Model 9 has the greatest potential to be of practical use in predicting TOC for unknown wells penetrating the LBS in the north-eastern part of the Fort Worth Basin. Unknown wells without TOC measurements are unlikely to have the mineralogical data available that is required to match with the 10-variable solution provided in Model 8. On the other hand, the 6-variable dataset for both wells A and B (Model 9), involving just the basic well log curves and stratigraphic height metric, is a dataset that many unknown surrounding wells would possess the necessary basic log data required for record matching. This study has focused on TOC. However, the same TOB methodology could potentially be applied to predict other source rock attributes, such as the Rock–Eval S2 peak values, from well logs, with or without mineralogical data inputs. Future multi-well studies are required to demonstrate that this can be conducted effectively and provide credible TOC (and other source rock attribute) predictions for the unknown wells.

6 Conclusions

The optimized data-matching, transparent open box (TOB) algorithm, can successfully establish highly accurate total organic carbon (TOC) predictions from suites of well logs, with or without the support of detailed mineralogical data, on a supervised learning basis for one or more wells.

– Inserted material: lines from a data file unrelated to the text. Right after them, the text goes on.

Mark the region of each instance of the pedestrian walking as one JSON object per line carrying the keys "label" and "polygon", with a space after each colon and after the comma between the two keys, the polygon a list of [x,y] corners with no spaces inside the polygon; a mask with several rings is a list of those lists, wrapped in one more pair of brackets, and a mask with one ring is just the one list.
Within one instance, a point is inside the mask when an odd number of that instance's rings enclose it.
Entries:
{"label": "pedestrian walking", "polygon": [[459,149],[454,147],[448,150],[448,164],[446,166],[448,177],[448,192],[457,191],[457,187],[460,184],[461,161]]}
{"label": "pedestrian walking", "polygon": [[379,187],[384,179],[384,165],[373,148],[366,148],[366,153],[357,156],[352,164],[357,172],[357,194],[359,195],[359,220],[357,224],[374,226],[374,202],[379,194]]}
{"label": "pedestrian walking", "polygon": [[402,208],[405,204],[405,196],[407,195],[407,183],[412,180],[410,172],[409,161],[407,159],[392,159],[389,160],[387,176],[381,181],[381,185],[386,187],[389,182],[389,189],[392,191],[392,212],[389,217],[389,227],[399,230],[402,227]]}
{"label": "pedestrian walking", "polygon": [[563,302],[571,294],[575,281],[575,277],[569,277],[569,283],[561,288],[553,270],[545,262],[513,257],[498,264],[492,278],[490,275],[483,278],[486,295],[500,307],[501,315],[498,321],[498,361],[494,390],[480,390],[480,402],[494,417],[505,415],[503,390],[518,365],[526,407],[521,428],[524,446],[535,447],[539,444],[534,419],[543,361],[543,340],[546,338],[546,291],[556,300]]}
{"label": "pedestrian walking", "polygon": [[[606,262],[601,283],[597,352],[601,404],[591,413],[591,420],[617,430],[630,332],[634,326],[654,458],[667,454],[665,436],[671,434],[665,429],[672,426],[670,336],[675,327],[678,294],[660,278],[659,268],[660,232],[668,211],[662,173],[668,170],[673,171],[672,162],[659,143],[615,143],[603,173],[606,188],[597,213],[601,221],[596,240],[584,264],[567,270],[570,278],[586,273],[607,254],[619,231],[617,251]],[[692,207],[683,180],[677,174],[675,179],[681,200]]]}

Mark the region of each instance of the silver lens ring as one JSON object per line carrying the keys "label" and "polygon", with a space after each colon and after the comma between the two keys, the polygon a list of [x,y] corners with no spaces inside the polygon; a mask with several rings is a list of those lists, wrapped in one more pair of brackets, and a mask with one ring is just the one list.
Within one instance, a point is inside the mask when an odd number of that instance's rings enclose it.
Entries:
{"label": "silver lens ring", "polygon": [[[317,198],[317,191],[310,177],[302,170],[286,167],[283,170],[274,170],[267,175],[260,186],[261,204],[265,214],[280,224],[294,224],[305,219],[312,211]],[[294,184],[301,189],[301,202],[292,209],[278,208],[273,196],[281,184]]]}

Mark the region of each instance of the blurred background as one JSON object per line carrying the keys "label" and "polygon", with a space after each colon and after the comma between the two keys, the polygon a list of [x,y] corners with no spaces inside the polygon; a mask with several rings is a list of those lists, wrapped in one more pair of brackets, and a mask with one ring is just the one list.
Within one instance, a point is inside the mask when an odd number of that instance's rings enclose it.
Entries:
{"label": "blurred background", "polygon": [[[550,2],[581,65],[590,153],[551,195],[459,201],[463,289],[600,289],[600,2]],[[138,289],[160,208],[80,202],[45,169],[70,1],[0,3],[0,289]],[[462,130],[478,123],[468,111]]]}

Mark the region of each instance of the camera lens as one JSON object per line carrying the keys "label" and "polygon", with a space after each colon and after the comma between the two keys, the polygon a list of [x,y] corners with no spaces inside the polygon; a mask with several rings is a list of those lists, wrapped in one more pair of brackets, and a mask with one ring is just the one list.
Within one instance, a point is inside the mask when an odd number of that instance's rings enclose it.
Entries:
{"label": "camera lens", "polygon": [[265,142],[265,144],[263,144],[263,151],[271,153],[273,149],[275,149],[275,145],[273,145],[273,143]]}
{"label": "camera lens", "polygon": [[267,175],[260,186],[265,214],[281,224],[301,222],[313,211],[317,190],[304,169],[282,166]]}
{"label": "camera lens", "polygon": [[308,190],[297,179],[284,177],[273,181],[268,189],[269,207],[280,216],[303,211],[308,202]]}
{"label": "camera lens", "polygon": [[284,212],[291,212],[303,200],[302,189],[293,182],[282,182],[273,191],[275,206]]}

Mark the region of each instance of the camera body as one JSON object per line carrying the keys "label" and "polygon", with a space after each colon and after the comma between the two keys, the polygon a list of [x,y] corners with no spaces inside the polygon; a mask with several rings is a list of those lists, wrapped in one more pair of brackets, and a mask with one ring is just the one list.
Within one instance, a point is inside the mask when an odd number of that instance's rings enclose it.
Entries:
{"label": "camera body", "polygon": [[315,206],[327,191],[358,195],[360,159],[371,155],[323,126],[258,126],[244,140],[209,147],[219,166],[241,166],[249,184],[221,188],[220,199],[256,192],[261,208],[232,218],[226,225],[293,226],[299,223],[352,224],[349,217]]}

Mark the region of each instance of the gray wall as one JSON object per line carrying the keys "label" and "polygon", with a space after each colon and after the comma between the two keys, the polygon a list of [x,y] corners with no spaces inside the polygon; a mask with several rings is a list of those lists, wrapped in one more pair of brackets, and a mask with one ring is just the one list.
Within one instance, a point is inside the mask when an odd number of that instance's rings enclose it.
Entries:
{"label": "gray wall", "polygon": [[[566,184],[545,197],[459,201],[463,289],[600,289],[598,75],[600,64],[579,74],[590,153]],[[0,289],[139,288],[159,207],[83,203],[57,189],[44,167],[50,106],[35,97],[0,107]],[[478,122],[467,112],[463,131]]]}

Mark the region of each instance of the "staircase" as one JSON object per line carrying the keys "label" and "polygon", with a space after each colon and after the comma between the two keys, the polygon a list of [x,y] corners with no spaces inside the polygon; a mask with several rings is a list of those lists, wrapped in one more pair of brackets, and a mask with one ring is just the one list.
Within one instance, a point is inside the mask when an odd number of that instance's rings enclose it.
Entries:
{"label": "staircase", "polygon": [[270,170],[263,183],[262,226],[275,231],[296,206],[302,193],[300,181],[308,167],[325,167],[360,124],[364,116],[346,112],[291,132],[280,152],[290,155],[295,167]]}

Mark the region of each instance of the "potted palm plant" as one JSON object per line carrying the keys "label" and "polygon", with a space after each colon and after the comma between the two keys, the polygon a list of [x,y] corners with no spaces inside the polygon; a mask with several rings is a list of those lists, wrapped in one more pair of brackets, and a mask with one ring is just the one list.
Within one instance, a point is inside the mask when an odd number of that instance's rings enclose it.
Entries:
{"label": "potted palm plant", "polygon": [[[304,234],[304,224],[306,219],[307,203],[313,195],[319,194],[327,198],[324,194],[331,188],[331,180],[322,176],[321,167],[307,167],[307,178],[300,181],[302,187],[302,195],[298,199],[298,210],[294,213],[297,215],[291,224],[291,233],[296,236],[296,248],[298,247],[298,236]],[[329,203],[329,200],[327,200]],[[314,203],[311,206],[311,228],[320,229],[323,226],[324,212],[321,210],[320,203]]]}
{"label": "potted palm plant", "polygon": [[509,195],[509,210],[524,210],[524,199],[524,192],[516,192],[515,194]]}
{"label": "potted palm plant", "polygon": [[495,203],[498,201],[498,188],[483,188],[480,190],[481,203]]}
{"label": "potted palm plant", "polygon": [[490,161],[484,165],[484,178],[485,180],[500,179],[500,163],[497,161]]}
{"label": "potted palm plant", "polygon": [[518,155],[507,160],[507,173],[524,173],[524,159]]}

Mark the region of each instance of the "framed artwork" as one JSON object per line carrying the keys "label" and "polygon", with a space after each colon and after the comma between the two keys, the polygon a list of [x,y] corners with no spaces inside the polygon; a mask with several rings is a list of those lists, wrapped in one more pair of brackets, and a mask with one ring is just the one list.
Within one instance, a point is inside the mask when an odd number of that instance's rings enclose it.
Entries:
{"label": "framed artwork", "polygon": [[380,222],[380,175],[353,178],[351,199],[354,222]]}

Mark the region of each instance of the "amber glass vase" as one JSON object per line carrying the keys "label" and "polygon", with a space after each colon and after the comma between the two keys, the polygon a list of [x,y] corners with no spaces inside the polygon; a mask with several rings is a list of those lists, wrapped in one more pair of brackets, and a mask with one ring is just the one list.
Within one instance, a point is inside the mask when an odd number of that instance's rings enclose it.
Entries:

Applied to two well sections (A and B), 48 km apart, penetrating the Lower Barnett Shale (LBS) in the north-eastern part of the Fort Worth Basin, TOB achieves increasing TOC prediction accuracy (RMSE from 0.7% improving to < 0.01% TOC; R2 from 0.793 improving to 0.999) as the sampling density of the log curves increases from one data record for each ~ 0.5-ft interval to one record for each ~ 0.04-ft interval. TOB can also be successfully tuned to accurately predict TOC for a combined dataset of both wells A and B together for a 10-input-variable model (RMSE = 0.3%TOC; R2 = 0.955) sampled with data records every 0.4 ft, and a 6-input-variable model (RMSE = 0.04% TOC; R2 = 0.999) sampled at with data records every 0.075 ft. The 6-input-variable, combine-well model involves the five basic well logs (Gr, Pb, Rs, Np, DT), with fractional stratigraphic height making up the sixth input variable from the base of the LBS. It is the 6-variable model that has potential to be used practically to predict TOC in surrounding wells, in comparable basin settings, for which only the basic suite of logs is available. This non-correlation, data- matching technique has the potential to offer a credible alternative to the various multi-variate regression models and correlation-based machine learning methods for predicting TOC from well logs in an accurate, consistent, reliable and transparent manner. Future multi-well studies are required to confirm that potential and to establish the TOC prediction accuracy that might be achieved when applied in unsupervised circumstances.

7 Availability of Data and Material

The data and information used come from published studies cited in the manuscript. Listings of the data are available on request.